Si la présence d’un service public, d’une autorité délégante, d’un opérateur économique et d’un contrat est indispensable à l’existence d’une délégation de service public, ces éléments ne sont pas suffisants à eux seuls pour identifier cette délégation de façon incontestable. En effet, ces composantes peuvent caractériser de nombreux contrats passés entre des entreprises et des collectivités locales, notamment des marchés publics de services sans pour autant en faire des délégations de service public. Ce qui distingue la concession, comme la délégation de service public, est le transfert du risque lié à l’exploitation du service, en contrepartie soit du droit d’exploiter le service qui fait l’objet du contrat, soit de ce droit assorti d’un prix. L’article L.1121-1 du Code de la commande publique définit d’ailleurs avec précision cette notion de risque en indiquant que la part de risque transférée au délégataire implique une réelle exposition aux aléas du marché, de sorte que toute perte potentielle supportée par le délégataire ne doit pas être purement théorique ou négligeable. Le délégataire assume le risque d'exploitation lorsque, dans des conditions d'exploitation normales, il n'est pas assuré d'amortir les investissements ou les coûts qu'il a supportés, liés à l'exploitation du service. En cela, le Code de la commande publique ne fait que reprendre la définition de la concession donnée par l’article 5b de la directive 2014/23/UE.

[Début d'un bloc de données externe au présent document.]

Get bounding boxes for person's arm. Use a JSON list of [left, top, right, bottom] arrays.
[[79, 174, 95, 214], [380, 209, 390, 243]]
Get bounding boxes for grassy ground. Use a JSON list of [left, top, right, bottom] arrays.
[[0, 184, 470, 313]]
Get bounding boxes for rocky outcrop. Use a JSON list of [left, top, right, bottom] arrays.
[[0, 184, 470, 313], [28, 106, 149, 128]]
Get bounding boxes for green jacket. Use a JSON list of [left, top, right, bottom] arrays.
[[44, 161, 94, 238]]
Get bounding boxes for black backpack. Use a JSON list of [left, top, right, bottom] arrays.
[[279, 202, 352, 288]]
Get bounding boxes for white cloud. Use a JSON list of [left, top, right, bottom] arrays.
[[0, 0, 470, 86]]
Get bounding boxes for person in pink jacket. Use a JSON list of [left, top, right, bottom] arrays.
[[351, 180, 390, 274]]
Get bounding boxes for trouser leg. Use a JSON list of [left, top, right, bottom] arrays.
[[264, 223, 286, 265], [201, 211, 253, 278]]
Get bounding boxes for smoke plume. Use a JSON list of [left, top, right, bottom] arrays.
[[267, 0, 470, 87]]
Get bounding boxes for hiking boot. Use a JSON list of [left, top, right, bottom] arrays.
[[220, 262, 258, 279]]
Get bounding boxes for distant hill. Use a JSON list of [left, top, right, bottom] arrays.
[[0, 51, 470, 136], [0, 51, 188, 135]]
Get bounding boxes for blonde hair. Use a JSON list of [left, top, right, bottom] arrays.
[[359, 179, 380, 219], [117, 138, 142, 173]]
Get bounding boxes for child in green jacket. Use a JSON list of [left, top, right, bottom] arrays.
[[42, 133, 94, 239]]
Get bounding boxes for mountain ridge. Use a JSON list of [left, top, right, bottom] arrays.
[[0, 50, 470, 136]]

1.2. Les activités de tourisme et de loisirs susceptibles d’être déléguées

La notion de service public est parfois délicate à appliquer aux activités gérées par les collectivités territoriales, dès lors qu’elles ne sont pas expressément qualifiées comme telles par la loi et que leur création relève du libre choix des collectivités. C’est notamment le cas dans le domaine des activités économiques, sociales, culturelles, sportives et de loisirs. À cet égard, la doctrine considère « le service public local comme une activité d’intérêt général prise en charge par une collectivité locale »19. En matière de tourisme et de loisirs, il conviendra en conséquence de s’assurer que l’activité susceptible d’être déléguée correspond à une mission de service public. S’agissant d’un secteur dans lequel les services publics obligatoires, hormis les missions dévolues par la loi aux structures de promotion et d’information touristique des collectivités territoriales20, ne sont pas nombreux, c’est lors de la délégation de cette mission qu’il conviendra de s’assurer qu’elle présente bien les caractéristiques d’un service public local. En effet, des activités touristiques peuvent être érigées ou non en mission de service public, à l’exemple des terrains de camping municipaux21.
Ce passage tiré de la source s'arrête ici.